Виталик послушно уселся на краешек нар, раздумывая над тем, как мерзко начинается новая полоса в его жизни. Не успев перешагнуть порог тесной, переполненной людьми камеры, где ему предстоит ждать суда, он уже вступил в конфликт с ее обитателями. И кто этот Юрист, что за человек, откуда он должен вернуться и когда?
Парень, предложивший обменяться рубашками, поднялся с пола и забрался на нары, стараясь не глядеть в сторону Манакова. Придя в себя после неожиданной стычки, Виталий принялся разглядывать сокамерников. В камере на четверых сидело семеро. Двое пожилых людей, тощий и толстый в очках, похожий на шеф-повара. Тощий — с редкими волосами, в мятом синем костюме и полосатой рубахе с расстегнутым воротом, открывавшим морщинистую, как у черепахи, шею. Галстуки, шнурки, ремни и подтяжки отбирали, как и часы, зажигалки, документы, деньги, перочинные ножи и многое другое, о чем вольный человек даже не задумывается, таская подобную мелочь в карманах. Даже ботинки на каблуках, из которых можно извлечь супинаторы, отбирают и дают старые резиновые сапоги с обрезанными голенищами.
Молодых в камере трое, не считая самого Манакова. Один — тот самый парень, с которым он успел подраться, второй — патлатый мужик в линялой футболке и рваных джинсах, дрыхнувший на нарах, третий — с татуировками на мускулистых руках и начинавшими отрастать щегольскими усиками на сухом загорелом лице, — усевшись за столом, читал газету.
Снова лязгнул замок, и в камеру вошел средних лет человек в вельветовом костюме. Растирая запястья от намявших их браслетов наручников, он сел напротив татуированного и кивком подозвал к себе Виталия. Тот подошел, поняв, что вернулся Юрист.
— Новенький? Статья?
— Восемьдесят восьмая, — запомнив первый урок, ответил Манаков.
— Куришь?
Виталик достал пачку «Мальборо» и протянул ее человеку в вельветовом костюме.
— О! — Взяв пачку, тот провел ею около своего носа, жадно втягивая широкими ноздрями аромат хорошего табака. — Богатые! Еще пришлют?

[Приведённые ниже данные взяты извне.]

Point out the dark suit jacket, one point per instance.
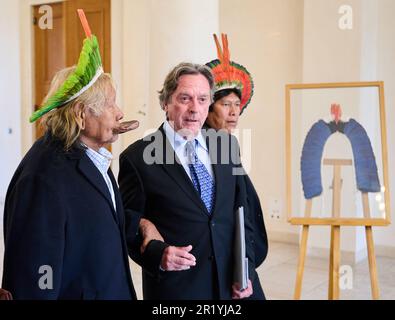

— Не знаю, если разрешат, — пожал плечами Манаков.
— С Моней подрался, — складывая газету, буднично сообщил татуированный. — Отказался от менки. Определили место у параши.
Юрист окинул Манакова изучающим взглядом, отметив тщательно скрываемую растерянность, напряженное ожидание и в то же время жажду общения, поддержки. В глазах новенького затаился страх, мелкий, подленький, — страх одиночки перед уже успевшей сложиться в камере общностью людей, совершенно ему незнакомых и черт знает на что способных.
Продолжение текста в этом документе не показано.